All About April: Browse The Strips

Monday October 7, 2024

Lynn's Comments: I had a Sunday school teacher who had so many hairs on her chin that I couldn’t concentrate on anything else. I kept thinking, “Why doesn’t she shave them off?” I thought she looked like a character in one of Len Norris’ cartoons! I was already paying serious attention to comic art when I was in elementary school.

Saturday October 12, 2024

Lynn's Comments: In kindergarten, I turned a hide and seek game into a bit of chaos by taking off all my clothes in the closet where I was hiding. The teacher was not amused and expelled me from her class.

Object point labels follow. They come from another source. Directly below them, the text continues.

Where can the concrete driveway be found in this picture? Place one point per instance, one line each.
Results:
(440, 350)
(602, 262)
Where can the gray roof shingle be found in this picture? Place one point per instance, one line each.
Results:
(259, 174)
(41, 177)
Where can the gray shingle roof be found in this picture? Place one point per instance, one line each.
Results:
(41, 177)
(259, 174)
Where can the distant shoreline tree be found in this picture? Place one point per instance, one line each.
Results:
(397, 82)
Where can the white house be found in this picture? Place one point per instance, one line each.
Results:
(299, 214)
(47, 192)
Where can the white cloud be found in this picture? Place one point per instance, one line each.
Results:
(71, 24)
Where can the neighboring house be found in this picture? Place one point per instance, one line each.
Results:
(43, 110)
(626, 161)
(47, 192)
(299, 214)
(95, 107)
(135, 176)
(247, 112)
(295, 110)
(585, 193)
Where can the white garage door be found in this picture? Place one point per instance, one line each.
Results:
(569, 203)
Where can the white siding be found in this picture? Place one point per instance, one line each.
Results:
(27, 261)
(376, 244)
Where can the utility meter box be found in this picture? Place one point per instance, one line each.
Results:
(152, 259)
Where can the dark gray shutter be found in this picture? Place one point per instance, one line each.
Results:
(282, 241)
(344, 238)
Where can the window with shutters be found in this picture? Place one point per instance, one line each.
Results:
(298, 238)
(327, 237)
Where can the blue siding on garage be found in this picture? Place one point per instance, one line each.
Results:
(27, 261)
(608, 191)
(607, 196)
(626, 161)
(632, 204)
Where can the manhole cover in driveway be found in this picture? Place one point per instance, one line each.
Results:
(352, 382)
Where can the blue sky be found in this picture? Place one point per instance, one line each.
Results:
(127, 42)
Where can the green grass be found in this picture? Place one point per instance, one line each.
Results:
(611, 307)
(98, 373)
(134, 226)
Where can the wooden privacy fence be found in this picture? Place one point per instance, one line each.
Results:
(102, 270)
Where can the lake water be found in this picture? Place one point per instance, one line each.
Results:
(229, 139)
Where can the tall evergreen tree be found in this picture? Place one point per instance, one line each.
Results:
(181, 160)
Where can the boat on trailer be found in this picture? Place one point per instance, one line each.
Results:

I remember my mom accepting the news with resignation. I guess this had been “the last straw.”

Tuesday January 21, 2025

Lynn's Comments: A friend, who was an elementary school teacher, told me that as long as a student’s coat was in the cloakroom, the kids knew he or she was coming back. I thought it was a sweet idea and I used it in the strip.

Tuesday March 18, 2025

Lynn's Comments: When writing for the strip, I looked at every word in the dialogue hoping to find something on which to build a punch line. Here, the word “pretty,” used in everyday speech, was something I thought I could work with. This isn’t the best gag, but it gives you an idea how some ideas evolve.

Wednesday April 2, 2025

Lynn's Comments: Go to YouTube and search for “I’m Five” by Danny Kaye. When I turned five, even though I was a girl, that was my song! Don’t underestimate the memory of a five-year-old. This one has lasted for over 70 years!

Saturday April 12, 2025

Lynn's Comments: Readers criticized April’s “kidspeak” and told me to make her use proper English. I thought it would detract from a child’s charming way of learning the language. As long as my editors were OK with the content of the strip, I left it alone. One can suffer from too much advice!

Sunday April 27, 2025

Lynn's Comments: This is how I learned to ride a two-wheeled bike. I was 12 before I was allowed to have one. My mother kept saying I wasn’t old enough to have a bike, even though my friends were all pedaling their way to school. If she had only told me that we couldn’t afford one; if she’d been honest with me, I might have understood. To admit that we weren’t able to afford a secondhand bike was such an embarrassment for her that it was many, many years before she told me the truth.